High-level synthesis (HLS) performs well for simple memory access patterns, such as for sequential accesses that can be turned into bursts, or for memory accesses into small datasets that can be stored in scratchpads. This limits HLS to accelerating only the low-hanging fruit, where memory-level parallelism is either trivially abundant, due to simple access patterns, or latency is low, due to the small dataset. Applications with more complex access patterns on large datasets would also benefit from acceleration, and would especially benefit from the reduction in design and verification effort that HLS promises. In this paper, we present DAE4HLS, a decoupled access-execute (DAE) paradigm for HLS. We propose a new programming model for explicitly decoupling requests and responses, which unlocks memory-level parallelism that otherwise cannot be automatically provided by a compiler. We apply the DAE4HLS paradigm to the commercial AMD Vitis HLS toolchain and show that the existing AXI stream and AXI burst interfaces can be repurposed for explicit decoupling. We further apply the paradigm to a dynamic-HLS framework, which is better suited for handling irregular workloads as compared to statically scheduled HLS. We show that support for explicit decoupling improves the performance and achieves a total speedup of 10-79$\times$.
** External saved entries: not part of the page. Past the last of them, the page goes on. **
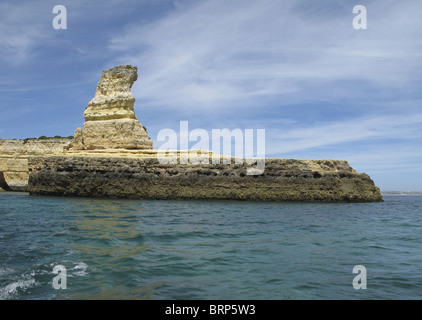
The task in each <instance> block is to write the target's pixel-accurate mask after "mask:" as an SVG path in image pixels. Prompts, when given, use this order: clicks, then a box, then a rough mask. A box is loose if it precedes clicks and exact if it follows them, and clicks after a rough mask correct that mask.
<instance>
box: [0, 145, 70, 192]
mask: <svg viewBox="0 0 422 320" xmlns="http://www.w3.org/2000/svg"><path fill="white" fill-rule="evenodd" d="M71 143H72V139H69V138H57V139H45V140H42V139H41V140H40V139H30V140H16V139H0V179H1V182H0V188H2V189H4V190H13V191H27V188H28V177H29V172H28V156H30V155H53V154H63V153H64V151H65V149H67V148H68V147H69V146H70V145H71Z"/></svg>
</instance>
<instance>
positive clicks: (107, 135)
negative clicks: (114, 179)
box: [72, 65, 152, 150]
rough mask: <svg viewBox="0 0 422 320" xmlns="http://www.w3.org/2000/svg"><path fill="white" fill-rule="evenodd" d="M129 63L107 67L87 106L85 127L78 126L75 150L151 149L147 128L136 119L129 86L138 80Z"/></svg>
mask: <svg viewBox="0 0 422 320" xmlns="http://www.w3.org/2000/svg"><path fill="white" fill-rule="evenodd" d="M137 71H138V68H137V67H134V66H130V65H126V66H117V67H114V68H112V69H109V70H105V71H103V72H102V74H101V81H100V82H98V86H97V90H96V92H95V97H94V98H93V99H92V100H91V101H90V102H89V103H88V106H87V107H86V109H85V112H84V117H85V123H84V128H83V129H81V128H77V129H76V131H75V139H74V144H73V147H72V149H74V150H95V149H152V141H151V139H150V138H149V137H148V133H147V131H146V128H145V127H144V126H143V125H141V124H140V123H139V121H138V119H137V118H136V115H135V111H134V108H133V106H134V103H135V98H134V97H133V95H132V93H131V91H130V89H131V87H132V85H133V83H134V82H135V81H136V80H137V79H138V73H137Z"/></svg>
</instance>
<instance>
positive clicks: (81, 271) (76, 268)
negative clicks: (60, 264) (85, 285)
mask: <svg viewBox="0 0 422 320" xmlns="http://www.w3.org/2000/svg"><path fill="white" fill-rule="evenodd" d="M87 268H88V266H87V264H86V263H85V262H79V263H78V264H77V265H76V266H75V267H74V268H73V269H72V270H74V271H73V272H72V275H75V276H77V277H84V276H86V275H87V274H88V272H86V269H87Z"/></svg>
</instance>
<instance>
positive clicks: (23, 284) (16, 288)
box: [0, 278, 36, 300]
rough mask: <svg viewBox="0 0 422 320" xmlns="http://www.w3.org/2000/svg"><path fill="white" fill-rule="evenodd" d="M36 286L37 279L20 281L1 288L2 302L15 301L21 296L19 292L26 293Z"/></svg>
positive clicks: (29, 278)
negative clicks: (35, 281) (5, 300)
mask: <svg viewBox="0 0 422 320" xmlns="http://www.w3.org/2000/svg"><path fill="white" fill-rule="evenodd" d="M35 285H36V282H35V279H33V278H29V279H25V280H18V281H16V282H13V283H11V284H8V285H7V286H5V287H3V288H0V300H7V299H14V298H16V297H17V295H18V294H19V291H26V290H27V289H28V288H31V287H33V286H35Z"/></svg>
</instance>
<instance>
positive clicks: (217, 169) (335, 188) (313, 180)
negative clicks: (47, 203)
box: [0, 66, 383, 202]
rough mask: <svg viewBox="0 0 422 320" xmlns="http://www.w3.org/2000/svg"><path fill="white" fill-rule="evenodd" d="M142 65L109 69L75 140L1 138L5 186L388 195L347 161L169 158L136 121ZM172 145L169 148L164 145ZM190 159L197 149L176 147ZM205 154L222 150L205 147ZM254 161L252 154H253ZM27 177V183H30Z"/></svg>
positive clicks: (142, 127) (151, 191)
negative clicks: (136, 84) (155, 144)
mask: <svg viewBox="0 0 422 320" xmlns="http://www.w3.org/2000/svg"><path fill="white" fill-rule="evenodd" d="M136 79H137V68H136V67H132V66H118V67H115V68H113V69H110V70H106V71H103V73H102V75H101V81H100V82H99V83H98V86H97V91H96V94H95V97H94V98H93V99H92V100H91V101H90V102H89V104H88V106H87V107H86V110H85V112H84V117H85V123H84V127H83V129H81V128H78V129H76V131H75V136H74V139H73V142H71V141H72V140H69V139H65V140H57V141H56V140H47V141H22V140H0V188H1V189H4V190H9V188H10V189H12V190H26V188H27V190H28V191H29V192H30V194H33V195H59V196H81V197H108V198H134V199H209V200H211V199H232V200H253V201H322V202H375V201H383V200H382V195H381V193H380V190H379V189H378V188H377V187H376V186H375V184H374V182H373V181H372V180H371V178H370V177H369V176H368V175H366V174H365V173H358V172H356V171H355V170H353V169H352V168H351V167H350V166H349V164H348V163H347V161H343V160H297V159H279V158H273V159H265V170H264V171H263V172H261V173H262V174H259V175H248V173H247V170H248V169H250V166H249V165H248V164H249V163H253V162H251V161H248V159H243V160H244V161H243V164H239V163H236V161H235V159H234V158H231V157H229V156H221V155H220V160H222V159H223V158H224V159H229V160H230V161H228V163H223V162H220V163H221V164H215V163H214V162H213V161H211V158H209V160H210V161H209V162H208V163H206V162H203V163H199V162H196V163H185V162H182V161H179V162H178V163H173V164H171V163H169V162H163V161H160V160H162V157H163V153H162V152H160V151H159V150H153V149H152V141H151V140H150V138H149V137H148V134H147V132H146V129H145V127H143V126H142V125H141V124H140V123H139V122H138V120H137V118H136V116H135V112H134V109H133V105H134V102H135V99H134V97H133V96H132V94H131V92H130V88H131V87H132V84H133V82H134V81H135V80H136ZM166 152H167V151H166ZM168 154H169V155H172V156H178V159H179V160H180V159H182V158H183V159H185V158H186V156H187V155H189V157H190V155H191V154H193V155H195V154H197V155H198V156H199V154H200V155H201V157H202V151H198V150H171V151H168ZM206 154H208V155H209V156H208V155H207V157H212V158H213V159H214V157H215V156H216V157H219V155H215V154H214V155H212V152H211V151H209V152H208V151H207V152H206ZM249 160H250V159H249ZM28 176H29V182H28Z"/></svg>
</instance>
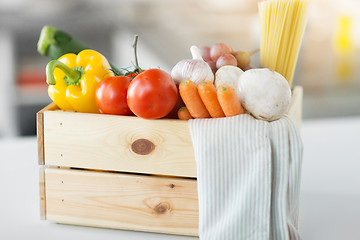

翻译：高层次综合（HLS）在简单存储器访问模式下表现良好，例如可转化为突发传输的顺序访问，或可存储在便签存储器中的小数据集访问。这限制HLS仅能加速“低垂果实”，即访存模式简单而存储器级并行性充分，或数据集小而导致延迟低。对于大数据集上具有更复杂访存模式的应用，加速同样受益，尤其是HLS所承诺的设计与验证工作量的减少。本文提出DAE4HLS，一种面向HLS的解耦访问-执行（DAE）范式。我们提出了一种新的显式解耦请求与响应的编程模型，该模型释放了编译器无法自动提供的存储器级并行性。我们将DAE4HLS范式应用于商业AMD Vitis HLS工具链，并证明现有的AXI流与AXI突发接口可被重新用于显式解耦。进一步，我们将该范式应用于动态HLS框架，该框架相较于静态调度HLS更适合处理不规则工作负载。结果表明，支持显式解耦提升了性能，实现了10-79倍的总加速比。